Subtle Impact
Airbags' effect on driving behavior
Airbags save lives. At least that's the conventional wisdom, and why airbags have been mandated by the federal government. In a front-end collision, airbags do significantly reduce fatalities–by 24 percent over seat belts, according to a study by the Insurance Institute for Highway Safety.
But, says Steven Peterson, professor of economics at Virginia Commonwealth University, "An airbag allows me to drive more aggressively but not face any more risk." In fact, drivers of airbag-equipped cars get into and cause more accidents, negating the safety benefits for drivers and increasing the risk to others.
Peterson and his colleagues George Hoffer and Edward Millner tested the so-called offsetting behavior hypothesis in the October 1995 issue of The Journal of Law and Economics. The study found that airbag-equipped cars for model years 1989-1993 had higher personal injury claims and collision claims than non-airbag models for the same years.
The authors also examined all fatal driving accidents in Virginia from 1993 involving post-1989 model year passenger vehicles, and discovered that drivers with an airbag were more likely to be killed than drivers without one. In 48 percent of the single-car accidents in which only the driver was killed, that person was driving an airbag-equipped car. But cars with an airbag account for only 44 percent of post-1989 cars. Most single-car accidents are head-on collisions, and airbags are supposed to reduce fatalities in those cases by 24 percent. Based on these probabilities, drivers protected by an airbag should represent only 33 percent of those fatalities.
In fatal accidents involving a car with an airbag and a car without one, the driver behind an airbag was at fault nearly three-quarters of the time. The passengers and the driver of the other car usually bore the brunt of the impact.
"The driver with an airbag walked away most of the time. But the passengers and the folks in the other car didn't," says Peterson.

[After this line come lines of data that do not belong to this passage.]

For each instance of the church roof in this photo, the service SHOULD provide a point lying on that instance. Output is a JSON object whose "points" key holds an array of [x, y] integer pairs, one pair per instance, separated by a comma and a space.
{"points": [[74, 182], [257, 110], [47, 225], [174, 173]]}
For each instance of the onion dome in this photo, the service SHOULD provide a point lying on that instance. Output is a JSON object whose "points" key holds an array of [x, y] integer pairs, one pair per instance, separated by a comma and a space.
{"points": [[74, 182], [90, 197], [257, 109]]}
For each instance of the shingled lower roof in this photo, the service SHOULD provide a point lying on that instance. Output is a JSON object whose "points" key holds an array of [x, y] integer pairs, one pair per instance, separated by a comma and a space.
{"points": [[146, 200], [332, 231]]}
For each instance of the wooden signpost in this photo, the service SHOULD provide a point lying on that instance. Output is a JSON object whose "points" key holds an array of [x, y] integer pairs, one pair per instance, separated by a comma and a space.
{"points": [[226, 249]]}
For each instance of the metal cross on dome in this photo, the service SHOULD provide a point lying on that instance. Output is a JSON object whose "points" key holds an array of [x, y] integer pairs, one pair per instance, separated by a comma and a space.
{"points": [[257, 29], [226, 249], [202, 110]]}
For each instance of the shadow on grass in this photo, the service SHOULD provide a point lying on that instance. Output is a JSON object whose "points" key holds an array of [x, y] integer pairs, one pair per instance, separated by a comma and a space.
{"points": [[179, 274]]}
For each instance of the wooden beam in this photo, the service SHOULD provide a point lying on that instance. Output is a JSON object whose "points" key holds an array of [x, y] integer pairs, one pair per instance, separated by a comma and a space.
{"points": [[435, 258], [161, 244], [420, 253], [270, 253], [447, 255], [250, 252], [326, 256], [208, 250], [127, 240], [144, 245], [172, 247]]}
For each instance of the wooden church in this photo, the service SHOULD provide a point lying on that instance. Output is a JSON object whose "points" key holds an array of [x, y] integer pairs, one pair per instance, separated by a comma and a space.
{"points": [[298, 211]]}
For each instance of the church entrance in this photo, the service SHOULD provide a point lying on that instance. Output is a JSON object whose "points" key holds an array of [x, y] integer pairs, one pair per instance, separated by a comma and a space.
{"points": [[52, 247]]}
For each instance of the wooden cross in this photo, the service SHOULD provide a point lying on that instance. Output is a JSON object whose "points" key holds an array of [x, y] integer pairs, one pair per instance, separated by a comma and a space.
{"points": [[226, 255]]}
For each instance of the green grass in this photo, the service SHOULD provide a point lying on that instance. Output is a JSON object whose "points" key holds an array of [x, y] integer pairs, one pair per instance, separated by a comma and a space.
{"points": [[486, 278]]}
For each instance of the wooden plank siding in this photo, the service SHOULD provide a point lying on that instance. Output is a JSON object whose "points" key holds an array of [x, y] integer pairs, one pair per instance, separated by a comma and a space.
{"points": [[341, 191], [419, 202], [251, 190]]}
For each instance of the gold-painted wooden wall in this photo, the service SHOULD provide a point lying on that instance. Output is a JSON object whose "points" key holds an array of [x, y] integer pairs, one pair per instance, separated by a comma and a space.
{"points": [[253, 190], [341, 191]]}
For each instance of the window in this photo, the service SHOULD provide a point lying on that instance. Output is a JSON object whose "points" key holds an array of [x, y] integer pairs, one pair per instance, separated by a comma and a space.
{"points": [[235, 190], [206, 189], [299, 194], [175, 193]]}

These results are also consistent with "buyer sorting," which holds that drivers who are more likely to get into accidents will buy safer cars disproportionately. However, if that were the case, says Peterson, researchers would expect to find higher accident rates in the first models to adopt airbags, as the most dangerous drivers purchased the safest cars. But the study found no such trend for personal injury and collision claims, strongly suggesting that good drivers go bad–and bad drivers get worse–behind an airbag.
"Maybe insurance companies should place a surcharge on premiums rather than offering a discount for airbag-equipped cars," says Peterson.